CareerCup

#include <string>
#include <iostream>
#include <sstream>
#include <iomanip>

using namespace std;

string convert(const string &s){
	stringstream o;

  	for(char i : s){
    		if(i < ' ')
      			o << "\\" << setw(3) << setfill('0') << oct << (int)i;
    		else
     			 o << i;
  	}
  	return o.str();
}

int main(int argc, char *argv[]) {
  	cout << convert("A\tB") << endl;
  	return 0;
}

output : A\011B

Use a lookup table for the 32 special ASCII characters and then simply search and replace.
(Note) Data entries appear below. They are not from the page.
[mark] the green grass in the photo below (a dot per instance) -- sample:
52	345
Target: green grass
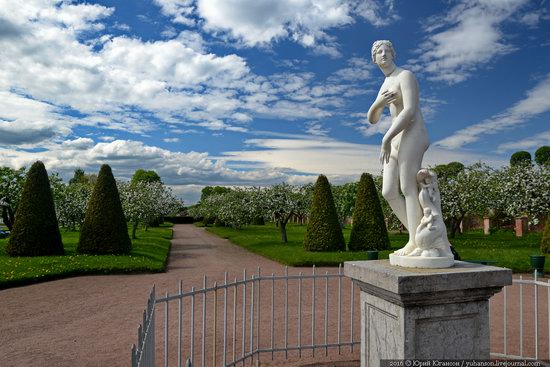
149	254
502	247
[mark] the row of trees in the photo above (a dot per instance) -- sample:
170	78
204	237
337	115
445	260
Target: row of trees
476	190
279	203
92	202
145	198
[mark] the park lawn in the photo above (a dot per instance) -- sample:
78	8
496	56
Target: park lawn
502	247
149	254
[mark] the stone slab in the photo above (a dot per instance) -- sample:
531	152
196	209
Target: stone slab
401	281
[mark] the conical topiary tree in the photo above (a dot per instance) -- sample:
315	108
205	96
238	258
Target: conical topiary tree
369	229
104	230
323	231
545	241
35	231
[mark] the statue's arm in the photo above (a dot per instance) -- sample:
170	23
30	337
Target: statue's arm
375	111
409	92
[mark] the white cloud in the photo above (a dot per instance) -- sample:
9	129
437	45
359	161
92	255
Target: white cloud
127	84
171	140
338	159
536	102
260	23
25	121
179	10
465	39
316	129
532	142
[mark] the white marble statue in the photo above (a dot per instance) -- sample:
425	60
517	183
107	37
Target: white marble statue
431	234
402	150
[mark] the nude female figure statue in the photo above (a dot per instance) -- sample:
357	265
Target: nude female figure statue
404	144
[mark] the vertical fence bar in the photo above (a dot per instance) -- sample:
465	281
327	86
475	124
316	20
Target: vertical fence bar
536	318
259	314
244	314
192	346
215	321
166	332
548	309
224	318
203	345
235	319
286	312
505	323
326	314
339	306
252	318
313	313
351	315
300	315
521	317
134	359
272	313
180	324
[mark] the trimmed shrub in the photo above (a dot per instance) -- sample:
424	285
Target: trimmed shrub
104	230
542	155
521	157
35	230
369	229
545	241
323	231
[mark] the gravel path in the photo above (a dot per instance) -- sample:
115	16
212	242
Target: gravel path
92	320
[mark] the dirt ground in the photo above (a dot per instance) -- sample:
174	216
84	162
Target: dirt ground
93	320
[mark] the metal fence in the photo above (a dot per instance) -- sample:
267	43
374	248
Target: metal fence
265	317
520	324
251	319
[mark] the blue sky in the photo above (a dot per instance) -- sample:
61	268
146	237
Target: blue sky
256	92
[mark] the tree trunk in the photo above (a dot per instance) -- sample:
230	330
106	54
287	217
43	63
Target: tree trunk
7	217
283	232
134	229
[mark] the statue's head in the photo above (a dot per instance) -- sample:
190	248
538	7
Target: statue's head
377	44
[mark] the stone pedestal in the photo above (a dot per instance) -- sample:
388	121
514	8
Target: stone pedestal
409	313
521	226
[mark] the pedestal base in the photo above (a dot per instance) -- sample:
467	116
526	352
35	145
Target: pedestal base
422	262
409	313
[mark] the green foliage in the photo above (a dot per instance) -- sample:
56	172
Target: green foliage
104	228
344	200
149	254
213	190
11	186
323	230
520	158
545	240
542	155
35	231
142	175
78	176
369	230
503	247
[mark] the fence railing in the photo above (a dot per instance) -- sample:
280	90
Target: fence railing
143	354
247	319
522	320
262	317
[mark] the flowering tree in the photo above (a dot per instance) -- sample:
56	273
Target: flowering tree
143	202
70	201
470	191
11	185
524	190
281	201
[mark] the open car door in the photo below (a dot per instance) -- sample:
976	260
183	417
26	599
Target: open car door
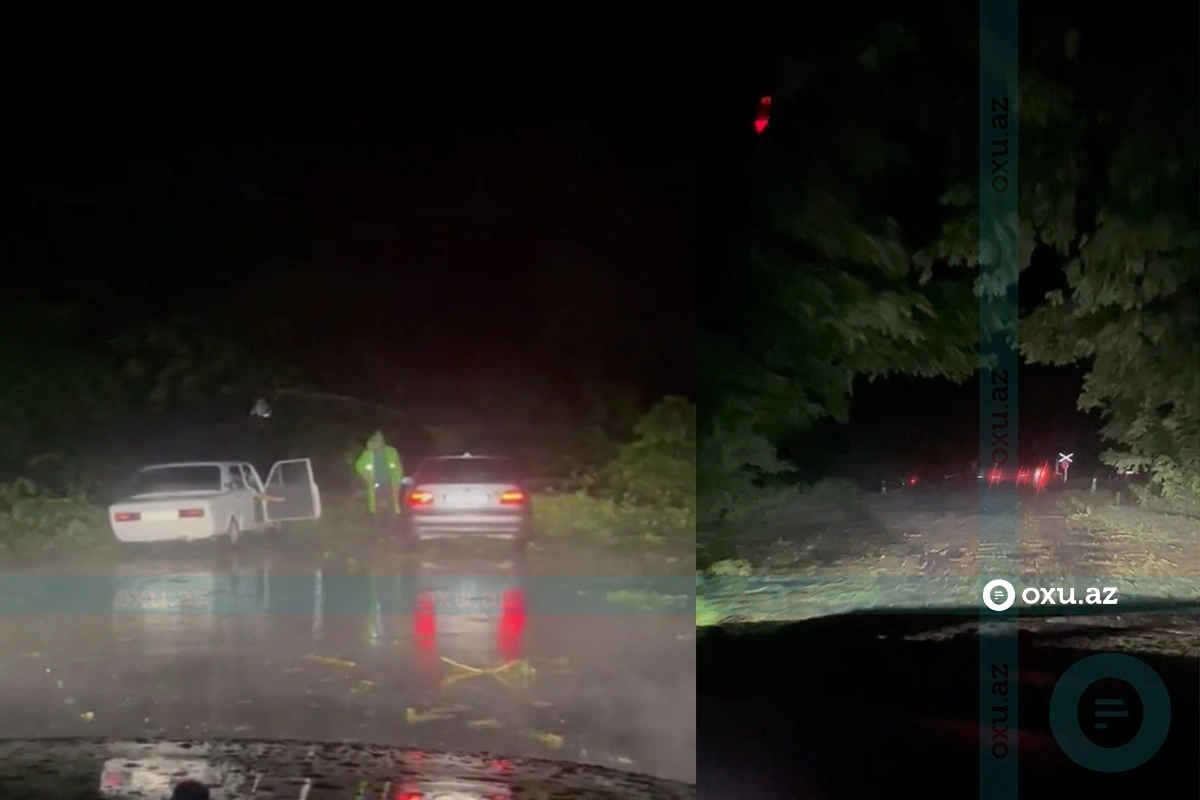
293	491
public class OctalEscape {

public static void main(String args[]) {
System.out.println(escape("\000sdjfj k\004ljf lafj \100\040\100 asdfj akl\010jsdfklf"));
}

static String lookup[];
static {
buildLookupTable();
}

static void buildLookupTable() {
lookup = new String['0'];
char octal[] = new char[] {'0','0','0'};
int c = 0;
for (char i = '0'; i <= '7'; ++i) {
octal[0] = i;
for (char j = '0'; j <= '7'; ++j) {
octal[1] = j;
for (char k = '0'; k <= '7'; ++k) {
octal[2] = k;
lookup[c++] = "\\" + octal[0] + octal[1] + octal[2];
if (c == ' ') {
return;
}
}
}
}
}

static String escape(String s) {
StringBuffer result = new StringBuffer();
char sArray[] = s.toCharArray();
for (char c : sArray) {
if (c < ' ') {
result.append(lookup[c]);
}
else {
result.append(c);
}
}
return result.toString();
}
}

Hi

Can you please elaborate ?

Hi, basically, nothing should be modified for the original string, since the new char '\ooo' would be the same as the previous char.

So if I understand you correctly if the input string is: "A#B" output should be "A\043B" as ascii character '#' maps to decimal 35 and octodecimal 43. Right?